While the current Connecticut Interscholastic Athletic Conference (CIAC) rules mention the inclusion of transgender athletes, it does not mention anything about the use of hormone blockers, dosage, consistency of use or any milestones for a student athlete to reach in order to create a fair competition for the cis-gender females. According to the CIAC, current regulations state that “the school district shall determine a student’s eligibility to participate in a CIAC gender specific sports team based on the gender identification of that student in current school records and daily life activities in the school and community at the time that sports eligibility is determined for a particular season.”

I’m an athlete; I understand the power sports hold in young women’s lives, but I’m a cis-gender female athlete, so I can also understand the desire for a fair competition. I support the LGBTQ+ community, which is why I find it difficult to voice my concerns, as I fear it will make me appear homophobic or disapproving. Having an inclusive and equal opportunistic sports organization is clearly very important, as all athletes should be given a chance to compete in their desired category.

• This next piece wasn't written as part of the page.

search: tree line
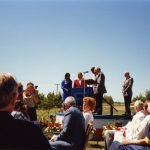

Beyond the physical advantages, there are also hormonal advantages that MTF transgender individuals still have. Creating criteria that is comparable to cis-gender athletes will help bridge the gap between competitors of the diverse range of physical builds and keep sports events competitive.

So while sports should be inclusive for everyone, they should also be fair and give everyone an equal opportunity to win. Clearer guidelines, more categories and the addition of progression scales can help breach the gap of our current bylaws. Creating an equal and fair playing field for all athletes in all aspects should be one of the top priorities of all sports organizations.

Being fair should not mean being exclusive; it should simply mean giving all participants an equal and unbiased opportunity to compete and play in any sport or activity. In many sports, physical stats are important.

We consider weight, height and muscle mass, but for some reason, hormone levels have become very taboo. The regulations and creation of requirements should be taken as seriously for hormone levels as they are for these other physical factors. Through more specificity and clarity in the guidelines, sports will become more inclusive and remain competitive.